Article du  Figaro (14 mars 1832)  

ACADÉMIE ROYALE DE MUSIQUE.

La Sylphide ballet en 2 actes.

    Cette sylphide, c'est Mlle Taglioni avec toutes ses grâces, toutes ses coquetteries naïves, toutes ses agaçantes pruderies, tout le charme de son sourire, toute la pudeur de ses désirs voluptueux ; c'est Mlle Taglioni qui regarde avec amour, Mlle Taglioni qui lutine, Mlle Taglioni qui fuit par une cheminée, Mlle Taglioni qui se cache dans un fauteuil comme le Chérubin de le comtesse Almaviva mais qui disparaît pour n'être pas aperçue quand on lèvera le manteau dont on l'a couverte, Mlle Taglioni qui sort d'une pierre et qui rentre dans un pilier de bois, Mlle Taglioni que le vent pousse par une fenêtre dans une chambre d'où elle s'échappera au travers de deux ais mal joints, Mlle Taglioni qui danse, Mlle Taglioni qui vole parce qu'elle est Mlle Taglioni et puis parce que le machiniste l'enlève avec quelques fils de fer qu'on ne voit pas, Mlle Taglioni qui fait fête à l'amant qu'elle a arraché à sa fiancée, Mlle Taglioni garrotée dans un talisman, Mlle Taglioni qui déniche des oiseaux, Mlle Taglioni qui perd ses ailes, Mlle Taglioni qui pâlit, se trouve mal, meurt et monte au ciel emportée par un groupe de sylphides, Mlle Taglioni.

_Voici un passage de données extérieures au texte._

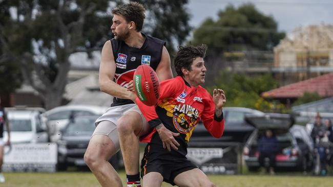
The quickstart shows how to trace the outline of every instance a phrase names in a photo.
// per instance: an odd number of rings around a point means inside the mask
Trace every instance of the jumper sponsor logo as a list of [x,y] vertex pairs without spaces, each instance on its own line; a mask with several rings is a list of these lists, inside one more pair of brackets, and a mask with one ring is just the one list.
[[178,97],[181,99],[185,99],[185,98],[187,95],[188,95],[188,92],[186,92],[185,90],[184,90],[183,92],[182,92],[181,94],[180,94],[179,96],[178,96]]
[[177,97],[177,98],[176,98],[176,100],[179,102],[185,103],[185,99],[179,98],[179,97]]
[[202,102],[202,98],[200,98],[198,97],[195,97],[193,99],[193,101],[198,101],[199,102]]
[[153,82],[153,87],[154,88],[154,93],[155,94],[155,97],[156,99],[159,98],[159,93],[158,92],[158,85],[159,83],[158,81],[155,79],[155,75],[154,71],[150,71],[150,78],[152,79],[152,82]]
[[198,122],[199,112],[187,104],[177,105],[174,108],[173,123],[176,129],[181,133],[191,131]]
[[146,98],[143,94],[142,86],[141,85],[141,75],[135,75],[135,91],[138,97],[141,101],[146,101]]
[[122,53],[118,53],[118,58],[117,58],[117,60],[116,60],[116,61],[119,63],[126,64],[127,59],[127,55]]
[[177,101],[183,103],[185,103],[185,98],[188,95],[188,92],[186,92],[185,90],[184,90],[183,92],[180,94],[180,95],[176,98]]
[[117,67],[120,68],[120,69],[126,69],[126,64],[121,64],[120,63],[116,63]]
[[141,64],[150,65],[150,55],[142,55],[141,58]]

Mlle Taglioni enfin et ce nom aurait pu suffire a toute analyse comme à la tête du Roman comique le nom du coadjuteur de Retz auquel Scarron ajoutait seulement C'est tout dire !!!
    Oui le ballet nouveau c'est la sylphide et la sylphide Mlle Taglioni. Qui a fait ce ballet? Avez-vous jamais demandé, quand Mme Catalani avait chanté un air, quand Paganini a joué un morceau, qui a composé ce morceau ? quel est l'auteur de cet air ? Tous les airs que chantait Mme Catalani étaient de Mme Catalani, tout ballet où Mlle Taglioni est le principal personnage est aussi de Mlle Taglioni. Le ballet nouveau est comme ces opéras-comiques que chantait Martin après la retraite d'Elleviou une scène pour un air et un duo dont enrageaient beaucoup les acteurs de Feydeau qui avaient donné à toutes les pièces où paraissait le charmant chanteur un second titre invariable : Martin tout seul.
    Nous avons vu Mazillier un moment au milieu de la jolie famille des Sylphides il s'est aventuré à danser. Un homme danser parmi trente femmes c'est tout ce que Periot oserait se permettre. Mazillier avait de la pantomime à jouer, il y a été bien. Mlle Noblet représentait une jeune fille qui perd un fiancé son amour, son chagrin ont été fort gracieusement exprimés.
    Parlerons-nous du ballet sous le rapport de la composition? c'est Trilby, moins la poésie que notre ami Charles Nodier a versée à pleines mains sur cette petite page fantastique. Mais ce qu'on a voulu faire on l'a fait on a voulu fournir à Mlle Taglioni l'occasion de se montrer dans tous ses avantages, et le cadre est parfaitement choisi. Le premier tableau est un peu long; il n'intéresse que par la présence incidente de la Sylphide. Le second qui commence par une diablerie grotesque, est on ne peut plus agréable. C'est, dans un grand développement, le pas des naïades de la Belle au bois dormant. Il y a là une vogue de soixante représentations. Une charmante décoration de Cicéri, de longues lignes onduleuses de jolies femmes à demi-nues, des groupes bien composés, des sylphides qui se balancent et se promènent en l'air, un tableau final bien entendu. Mlle Taglioni animant tout cela avec Mme Alexis, en voilà plus qu'il n'en faut pour attirer tout Paris à l'Opéra. L'exécution de l'ouvrage ne laisse rien à désirer.
  La musique de M. Schneitzoeffer ( prononcez Chènezefre ) a des parties très agréables. Le compositeur a fait revenir plusieurs fois le chant des sorcières de Paganini et toujours heureusement.
   Après la représentation le public a redemandé Mlle Taglioni, qui est venue recueillir d'unanimes bravos. Pendant le premier acte le pied lui avait glissé, elle était tombée et l'on avait craint qu'elle ne se fût donné une entorse ; au second acte, on a été complètement rassuré en la voyant voltiger et danser sur un seul pied sur le même qui l'avait trahie.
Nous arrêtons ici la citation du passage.